XRP open interest has also decreased by approximately 75% from its peak, indicating continued deleveraging of leveraged positions. However, several analysts point out that the trend of global banking institutions launching their own stablecoins is creating a structural demand for XRP as a neutral bridging asset; Evernorth Holdings has filed for a listing with the U.S. Securities and Exchange Commission (SEC), and institutional developments have not halted despite the decline in coin price.
On-chain analyst Xaif Crypto notes that XRP open interest has fallen about 75% from its peak, with Binance currently being the only derivatives exchange still relatively active. Leveraged traders have largely exited the market, but buying based on fundamental confidence has not effectively filled the gap, and short-term momentum remains weak.
On the macro level, escalating US-Iran tensions, rising oil prices, and weakening Fed rate cut expectations are suppressing overall risk assets. Analysts believe that the gap between falling coin prices and the expansion of institutional infrastructure will be a core debate in the market by Q2 2026.
Senior family office expert Jake Claver pointed out on X that each bank issuing its own stablecoin is akin to creating a new currency that needs to communicate with all others. More stablecoins mean more isolated liquidity pools; the greater the isolation, the more urgent the need for a neutral bridging layer. He believes this fragmentation trend is not a threat to XRP’s competition but rather a challenge Ripple aimed to address when developing XRP—interoperability issues.
Versan Aljarrah, founder of Black Swan Capitalist, sees XRP holders as early movers in the new payment system infrastructure, occupying a foundational position in the restructuring of financial architecture.
Banks issuing their own stablecoins: Increased number of independent liquidity pools, higher cross-pool settlement costs
Cross-pool settlement requires neutral assets: Bridge tokens without sovereign backing become the preferred technical solution
XRP’s design focus: Real-time cross-border settlement and liquidity bridging, highly aligned with the above needs
Uncertainty in transformation: Analysts note that whether this can be translated into quantifiable on-chain demand remains to be validated
Institutional activities related to XRP continue to advance. On March 18, Evernorth Holdings filed an S-4 document with the SEC, planning to merge with special purpose acquisition company (SPAC) Armada Acquisition Corp. II and list on Nasdaq under the ticker XRPN.
Evernorth currently holds 473 million XRP, valued at approximately $685 million at current market prices, supported by Ripple, SBI Holdings, and Pantera Capital. This move demonstrates that institutional confidence in XRP’s long-term positioning remains intact, contrasting sharply with current market sentiment.
When many banks issue their own stablecoins, cross-institutional settlement requires a neutral bridging asset. Analysts like Jake Claver believe XRP’s design was created to solve this interoperability issue, and the fragmentation trend logically increases potential structural demand for XRP. However, whether this theory can be translated into measurable on-chain demand remains a core market question to be validated.

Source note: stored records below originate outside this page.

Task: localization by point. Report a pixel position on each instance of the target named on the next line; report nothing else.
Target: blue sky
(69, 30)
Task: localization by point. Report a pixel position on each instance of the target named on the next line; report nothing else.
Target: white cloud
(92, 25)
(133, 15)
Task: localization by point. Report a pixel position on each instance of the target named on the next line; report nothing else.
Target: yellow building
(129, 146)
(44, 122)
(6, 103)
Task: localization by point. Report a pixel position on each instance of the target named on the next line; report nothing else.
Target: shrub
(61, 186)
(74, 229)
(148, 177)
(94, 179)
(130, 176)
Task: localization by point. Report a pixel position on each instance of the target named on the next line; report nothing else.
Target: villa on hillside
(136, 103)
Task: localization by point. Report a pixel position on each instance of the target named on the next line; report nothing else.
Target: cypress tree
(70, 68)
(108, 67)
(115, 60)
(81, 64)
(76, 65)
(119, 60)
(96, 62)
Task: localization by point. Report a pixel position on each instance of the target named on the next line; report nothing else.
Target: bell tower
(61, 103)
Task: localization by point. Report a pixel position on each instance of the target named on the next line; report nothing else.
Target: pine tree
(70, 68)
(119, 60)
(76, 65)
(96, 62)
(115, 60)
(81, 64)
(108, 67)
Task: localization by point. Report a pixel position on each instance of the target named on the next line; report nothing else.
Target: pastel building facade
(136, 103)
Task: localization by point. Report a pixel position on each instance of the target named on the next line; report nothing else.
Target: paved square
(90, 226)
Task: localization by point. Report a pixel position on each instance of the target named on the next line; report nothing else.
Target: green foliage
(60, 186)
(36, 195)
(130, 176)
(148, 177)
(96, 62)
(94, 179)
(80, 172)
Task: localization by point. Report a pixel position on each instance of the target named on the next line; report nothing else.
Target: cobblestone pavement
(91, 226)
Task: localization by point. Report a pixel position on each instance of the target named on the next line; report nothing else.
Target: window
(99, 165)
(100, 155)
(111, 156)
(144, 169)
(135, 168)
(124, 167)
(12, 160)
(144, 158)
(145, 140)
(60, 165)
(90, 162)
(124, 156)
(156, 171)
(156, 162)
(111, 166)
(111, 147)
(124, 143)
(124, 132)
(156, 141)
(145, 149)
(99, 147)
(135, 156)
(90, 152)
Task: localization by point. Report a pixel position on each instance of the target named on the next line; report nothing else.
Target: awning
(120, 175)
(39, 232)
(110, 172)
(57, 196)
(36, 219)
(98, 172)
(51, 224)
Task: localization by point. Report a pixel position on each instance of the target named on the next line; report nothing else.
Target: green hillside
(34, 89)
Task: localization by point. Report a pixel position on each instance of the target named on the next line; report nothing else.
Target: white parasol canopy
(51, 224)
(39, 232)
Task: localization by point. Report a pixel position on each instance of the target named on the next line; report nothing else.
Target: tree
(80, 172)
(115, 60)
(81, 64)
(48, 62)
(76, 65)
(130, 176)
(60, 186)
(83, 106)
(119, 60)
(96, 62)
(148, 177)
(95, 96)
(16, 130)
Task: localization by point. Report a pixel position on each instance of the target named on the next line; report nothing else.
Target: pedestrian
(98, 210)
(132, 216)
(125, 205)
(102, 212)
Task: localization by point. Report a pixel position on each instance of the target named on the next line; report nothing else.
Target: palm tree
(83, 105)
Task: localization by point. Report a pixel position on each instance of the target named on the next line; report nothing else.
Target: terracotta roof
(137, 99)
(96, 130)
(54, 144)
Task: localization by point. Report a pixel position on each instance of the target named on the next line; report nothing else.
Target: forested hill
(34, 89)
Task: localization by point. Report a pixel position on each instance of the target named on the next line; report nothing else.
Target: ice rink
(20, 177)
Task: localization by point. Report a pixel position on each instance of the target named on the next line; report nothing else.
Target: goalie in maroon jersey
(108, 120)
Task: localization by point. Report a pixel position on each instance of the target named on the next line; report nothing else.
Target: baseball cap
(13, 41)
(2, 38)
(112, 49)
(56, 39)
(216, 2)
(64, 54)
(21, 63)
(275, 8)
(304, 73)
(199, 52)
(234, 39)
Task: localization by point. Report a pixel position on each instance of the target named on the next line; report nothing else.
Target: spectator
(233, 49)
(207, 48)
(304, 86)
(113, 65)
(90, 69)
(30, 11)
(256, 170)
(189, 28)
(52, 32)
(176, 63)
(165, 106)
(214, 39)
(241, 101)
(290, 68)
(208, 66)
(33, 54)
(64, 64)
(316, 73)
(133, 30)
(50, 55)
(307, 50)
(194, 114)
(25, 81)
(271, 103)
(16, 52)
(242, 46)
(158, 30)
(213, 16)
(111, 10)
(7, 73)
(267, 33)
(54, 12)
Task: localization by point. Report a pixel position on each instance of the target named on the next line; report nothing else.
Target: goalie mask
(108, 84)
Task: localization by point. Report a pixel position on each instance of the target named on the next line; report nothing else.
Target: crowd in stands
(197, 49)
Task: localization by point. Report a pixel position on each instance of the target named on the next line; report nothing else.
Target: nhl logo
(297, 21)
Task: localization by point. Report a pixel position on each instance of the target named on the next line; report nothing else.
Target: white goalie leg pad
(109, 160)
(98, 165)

Evernorth owns 473 million XRP and plans to go public on Nasdaq, supported by Ripple, SBI Holdings, and Pantera Capital. This institutional move continues despite the declining coin price, indicating that long-term investors’ confidence in the XRP ecosystem has not yet exited.
A significant decline in open interest usually indicates deleveraging of leveraged speculative positions, suggesting short-term technical weakness. Currently, derivatives trading remains relatively active only on Binance, and faith-based buying has not yet filled the demand gap left by deleveraging, putting short-term technical pressure on the market.